Government accused of ‘dirty tricks’ over controversial fracking report
Report was with ministers in 2015 but only published three years later, days after a key fracking permit was awarded
A UK government report concluding that shale gas extraction increases air pollution was left unpublished for three years and only released four days after ministers approved fracking in Lancashire, it has emerged.
The report, written by the government’s Air Quality Expert Group (AQEG), was given to ministers in 2015, but was published quietly on 27 July. Fracking firm Cuadrilla was given the first permit under a new regulatory regime on 24 July, the final day of the parliamentary year.

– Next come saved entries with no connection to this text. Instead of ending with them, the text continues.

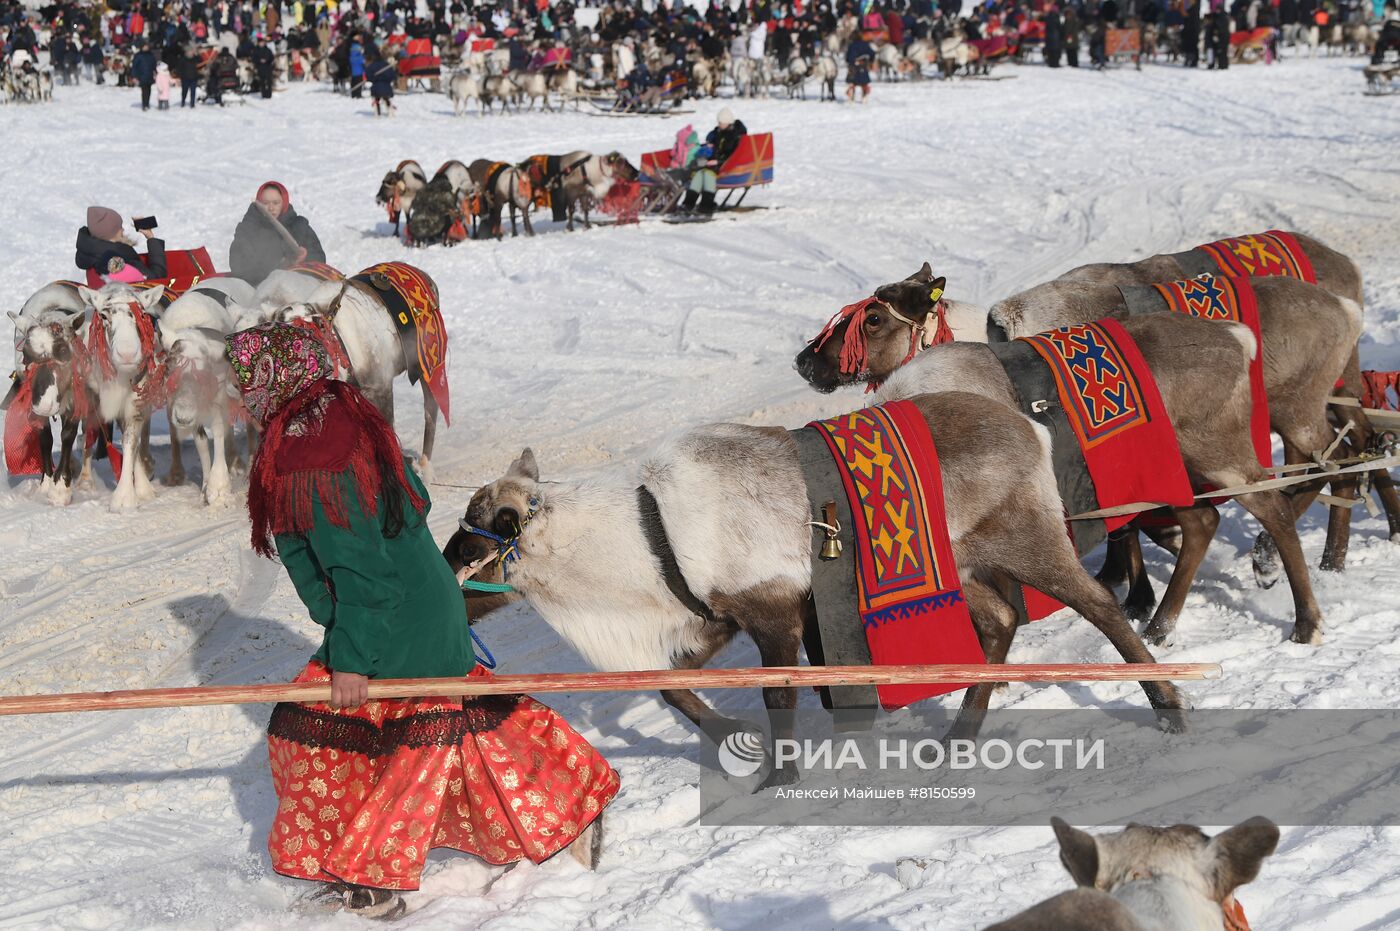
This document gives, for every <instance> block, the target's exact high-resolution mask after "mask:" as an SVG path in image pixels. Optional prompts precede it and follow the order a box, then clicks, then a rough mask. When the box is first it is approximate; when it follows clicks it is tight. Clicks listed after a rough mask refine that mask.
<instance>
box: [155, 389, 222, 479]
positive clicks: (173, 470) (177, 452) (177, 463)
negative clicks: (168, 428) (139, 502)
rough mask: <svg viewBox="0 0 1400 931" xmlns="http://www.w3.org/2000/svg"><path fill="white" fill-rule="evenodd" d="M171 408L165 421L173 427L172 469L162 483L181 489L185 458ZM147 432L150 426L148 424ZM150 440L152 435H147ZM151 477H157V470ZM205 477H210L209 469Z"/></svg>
mask: <svg viewBox="0 0 1400 931" xmlns="http://www.w3.org/2000/svg"><path fill="white" fill-rule="evenodd" d="M169 417H171V412H169V407H167V409H165V420H167V421H168V423H169V426H171V469H169V472H167V473H165V480H164V482H162V483H161V484H164V486H165V487H168V489H169V487H179V486H182V484H185V458H183V455H182V454H181V448H179V434H178V433H175V424H174V421H171V419H169ZM146 428H147V431H148V430H150V424H148V423H147V427H146ZM148 440H150V433H147V441H148ZM151 475H155V469H154V468H153V469H151ZM203 475H209V469H204V472H203Z"/></svg>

The Labour shadow environment secretary, Sue Hayman, said: “The decision to grant a licence to Cuadrilla must urgently be reconsidered.” An earlier government report concluding that fracking could cause nearby house prices to fall by up to 7% was also delayed until after an important planning decision.
“There’s a pattern emerging, with environmentally unfriendly government announcements being scheduled to pre-empt worrying reports by experts,” Hayman said. “The decision on Heathrow’s third runway was also taken days before the Committee on Climate Change reported on the danger of CO2 emissions.” A Labour government would ban fracking.
The report estimated that a fracking industry of 400 wells would increase national emissions of pollution, with nitrogen dioxides rising 1-4% and volatile organic compounds 1-3%. But it warned: “Impacts on local and regional air quality have the potential to be substantially higher than the national level impacts, as extraction activities are likely to be highly clustered.”
“The thing that surprised me was you think the main sources of air pollution are going to be coming from the actual process of fracking, but it is as much all the industry – diesel generators, lorries running up and down roads, and all the stuff used to support it,” said Prof Paul Monks, at the University of Leicester and chair of the AQEG.
The report’s conclusion remains valid three years on, he said: “That hasn’t changed. If you have any industrial process at a local level you are going to get an impact on air quality.” Some estimates of the size of the UK’s future fracking industry in the report reach 12,500 wells. “If you increase the amount of wells you are bound to broadly increase [pollution],” Monks said.